I’m pursuing photography in the outdoor industry. I’ve partnered with a few conservation-minded brands and I supply them with lifestyle images that authentically showcase their products. I’m fairly new to the game, but I’m slowly starting to gain traction. Moving forward I’m focusing on establishing new partnerships and strengthening existing ones.
While shooting brand content you have to see the world through your viewfinder, but on a trip for pleasure knowing when to put your camera away is just as important as knowing when to pull it out. Sometimes the present moment is just too important to corrupt. I spend a large majority of my free time fishing for striped bass, snakehead, speckled sea trout, red drum, and panfish.
Some of my favorite animals to hunt include white-tailed deer, turkey, waterfowl, and small game. My camera usually finds its way into my pack, but sometimes it doesn’t quite.
What fuels you, and inspires you to continue these pursuits?
This is a tough one. An entire book could be written to answer this question. But to keep it simple, I’d say it’s a combination of three main things; a general curiosity and appreciation for the natural world, the adventure, and the procurement of meat. At this point, I’ve been hunting and fishing for so long that I almost feel guilty when I’m not.
There’s something for everyone to learn from the outdoors, but I believe hunters and anglers take this to the next level.
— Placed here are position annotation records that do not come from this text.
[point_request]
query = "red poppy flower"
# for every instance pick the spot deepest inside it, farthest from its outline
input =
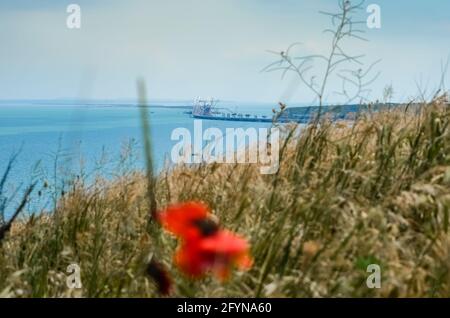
(205, 247)
(218, 253)
(181, 219)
To be successful in these pursuits one must pay close attention to the natural cycles that keep an environment in check. Tastefully portraying this nuanced understanding of nature through photography is a goal of mine. Awareness brings appreciation, appreciation brings advocacy, and damn if we don’t need some more advocates.
Another huge reason I hunt and fish is for the meat. I very rarely purchase animal protein from the store – the stuff on my plate is personal. Harvesting your own meat is a feeling unlike many others. It leaves you with remorse, empathy, compassion – and above all appreciation. If you ask me, the world might benefit from a dose of this emotional cocktail we call hunting and fishing.
Don’t get me wrong, I’m a catch and release angler at times. However, I believe in the sustainable harvest of renewable resources when a population can support it. Meals rich in flavor are one thing, but meals rich in experience are the type I crave.
What advice can you give to others who are trying to do the same, or give to those who are just looking to spend more time chasing their passions?
If outdoor photography is calling your name, my advice would be to establish a solid portfolio before reaching out to brands. This may require you to temporarily forfeit your role as the hunter or angler to exclusively focus on photography. It might be a tough transition, but it will help you develop a professional portfolio much faster than trying to hunt, fish, and shoot photos simultaneously. Once you have a handful of top-notch images, reach out to brands with a game plan, and be sure to explicitly outline how you can provide value to them.